Bei der Erwerbstätigkeit geht aus den Eckdaten des Berichts zwar die Erwartung einer leichten Zunahme hervor. Die Arbeitslosenquote dürfte geringfügig auf 5,9 Prozent steigen, nach 5,7 Prozent im Vorjahr. Doch müsse das Angebot an Arbeitskräften gesteigert werden, um ein Wachstumshemmnis zu beseitigen. Dafür zielt die Bundesregierung auf eine stärkere Aktivierung von Arbeitslosen und verbesserte Erwerbsanreize insbesondere für Ältere und Zweitverdienende, was häufig Ehefrauen und Mütter sind.

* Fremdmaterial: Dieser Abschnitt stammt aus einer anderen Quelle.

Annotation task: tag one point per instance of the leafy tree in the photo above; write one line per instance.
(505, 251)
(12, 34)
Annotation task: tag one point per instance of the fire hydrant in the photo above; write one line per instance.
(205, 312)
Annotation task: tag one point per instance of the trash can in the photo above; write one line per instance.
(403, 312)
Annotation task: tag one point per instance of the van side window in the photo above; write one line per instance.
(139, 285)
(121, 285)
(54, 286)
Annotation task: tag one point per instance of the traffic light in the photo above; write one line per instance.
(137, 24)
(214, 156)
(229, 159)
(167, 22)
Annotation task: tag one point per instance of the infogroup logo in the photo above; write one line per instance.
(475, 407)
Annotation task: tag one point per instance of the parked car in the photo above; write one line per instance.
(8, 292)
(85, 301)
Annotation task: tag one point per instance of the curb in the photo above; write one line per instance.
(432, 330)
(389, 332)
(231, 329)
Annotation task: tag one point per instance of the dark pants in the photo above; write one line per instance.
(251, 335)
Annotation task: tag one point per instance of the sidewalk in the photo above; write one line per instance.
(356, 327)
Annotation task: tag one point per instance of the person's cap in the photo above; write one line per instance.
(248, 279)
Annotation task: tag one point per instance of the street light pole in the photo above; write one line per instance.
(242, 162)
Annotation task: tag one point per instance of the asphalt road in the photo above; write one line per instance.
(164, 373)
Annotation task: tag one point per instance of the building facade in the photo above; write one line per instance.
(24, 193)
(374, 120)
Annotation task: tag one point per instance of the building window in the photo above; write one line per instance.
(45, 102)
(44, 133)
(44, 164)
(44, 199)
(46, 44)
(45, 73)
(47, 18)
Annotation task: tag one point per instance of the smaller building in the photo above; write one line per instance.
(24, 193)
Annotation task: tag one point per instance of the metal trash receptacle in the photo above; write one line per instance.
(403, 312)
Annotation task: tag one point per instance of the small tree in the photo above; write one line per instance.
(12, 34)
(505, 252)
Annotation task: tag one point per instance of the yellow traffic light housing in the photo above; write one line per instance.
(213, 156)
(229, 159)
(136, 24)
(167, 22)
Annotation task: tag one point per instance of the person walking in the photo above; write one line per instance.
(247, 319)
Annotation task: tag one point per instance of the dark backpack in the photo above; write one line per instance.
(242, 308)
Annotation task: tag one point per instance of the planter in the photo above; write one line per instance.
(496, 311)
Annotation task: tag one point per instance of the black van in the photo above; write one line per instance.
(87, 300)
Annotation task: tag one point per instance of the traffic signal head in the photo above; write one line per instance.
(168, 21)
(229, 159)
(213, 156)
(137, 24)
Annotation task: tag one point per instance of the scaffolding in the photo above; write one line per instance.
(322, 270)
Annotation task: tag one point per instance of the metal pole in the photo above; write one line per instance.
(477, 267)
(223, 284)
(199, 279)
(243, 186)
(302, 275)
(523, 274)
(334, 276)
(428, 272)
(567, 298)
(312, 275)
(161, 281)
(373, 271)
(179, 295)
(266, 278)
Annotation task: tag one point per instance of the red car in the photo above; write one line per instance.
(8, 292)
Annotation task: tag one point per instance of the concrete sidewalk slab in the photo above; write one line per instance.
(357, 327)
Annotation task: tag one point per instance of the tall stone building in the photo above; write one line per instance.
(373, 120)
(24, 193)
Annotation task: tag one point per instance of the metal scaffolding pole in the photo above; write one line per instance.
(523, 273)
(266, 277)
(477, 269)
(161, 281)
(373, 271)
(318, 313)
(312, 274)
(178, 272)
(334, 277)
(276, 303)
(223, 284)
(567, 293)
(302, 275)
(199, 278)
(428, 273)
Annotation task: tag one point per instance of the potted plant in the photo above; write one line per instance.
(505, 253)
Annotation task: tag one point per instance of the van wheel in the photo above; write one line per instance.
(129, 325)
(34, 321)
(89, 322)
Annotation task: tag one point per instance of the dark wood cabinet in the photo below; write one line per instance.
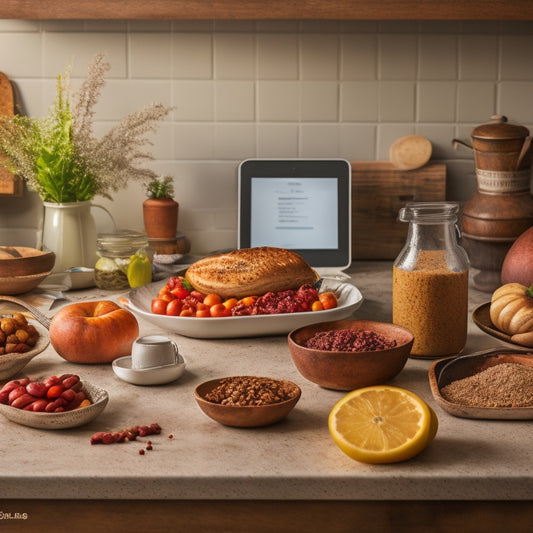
(269, 9)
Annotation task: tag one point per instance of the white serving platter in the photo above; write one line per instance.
(139, 301)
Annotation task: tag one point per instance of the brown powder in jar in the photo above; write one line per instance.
(432, 302)
(502, 385)
(251, 391)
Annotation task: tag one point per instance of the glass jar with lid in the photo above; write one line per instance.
(430, 280)
(115, 252)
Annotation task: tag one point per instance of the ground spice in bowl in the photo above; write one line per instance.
(251, 391)
(502, 385)
(349, 340)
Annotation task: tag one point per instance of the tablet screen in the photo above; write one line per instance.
(301, 205)
(295, 218)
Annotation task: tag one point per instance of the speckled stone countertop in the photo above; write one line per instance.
(295, 459)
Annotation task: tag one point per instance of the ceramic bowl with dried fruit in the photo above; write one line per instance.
(247, 401)
(20, 341)
(96, 397)
(348, 354)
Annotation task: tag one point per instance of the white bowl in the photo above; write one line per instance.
(66, 419)
(156, 375)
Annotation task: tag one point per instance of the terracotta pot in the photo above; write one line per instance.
(160, 218)
(502, 207)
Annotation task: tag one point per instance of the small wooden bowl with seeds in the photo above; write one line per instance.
(247, 401)
(493, 384)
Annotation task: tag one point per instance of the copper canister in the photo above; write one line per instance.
(502, 207)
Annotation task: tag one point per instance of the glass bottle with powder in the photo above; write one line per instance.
(430, 280)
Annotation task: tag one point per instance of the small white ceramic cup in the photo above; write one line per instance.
(153, 350)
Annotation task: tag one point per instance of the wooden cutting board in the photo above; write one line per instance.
(9, 184)
(379, 190)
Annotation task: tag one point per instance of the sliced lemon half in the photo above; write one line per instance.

Die dafür in den Blick genommene Reform des Vaterschaftsurlaubs dürfte dabei wohl nur eine untergeordente Rolle spielen. Ansonsten werden Vorhaben genannt, wie meist schon geplant sind. Habeck hob vor allem darauf ab, dass die gelebte Zuwanderung steigen müsse – auch durch schnellere Visaverfahren sowie durch Sprachkurse und Qualifizierungen schon im Ausland. Für künftiges Wachstum „fehlten Hände und Köpfe, Arbeitskräfte an allen Ecken und Kanten“. 

Allein hunderttausende offene Stellen zu besetzen hätte einen erheblichen Wachsumseffekt. Alle Bildungspolitiker seien gefordert, jenes Potenzial von 17 Prozent der 20-30-Jährigen zu heben, die keinen berufsqualfizierenden Abschluss hätten: mehr als 2 Millionen.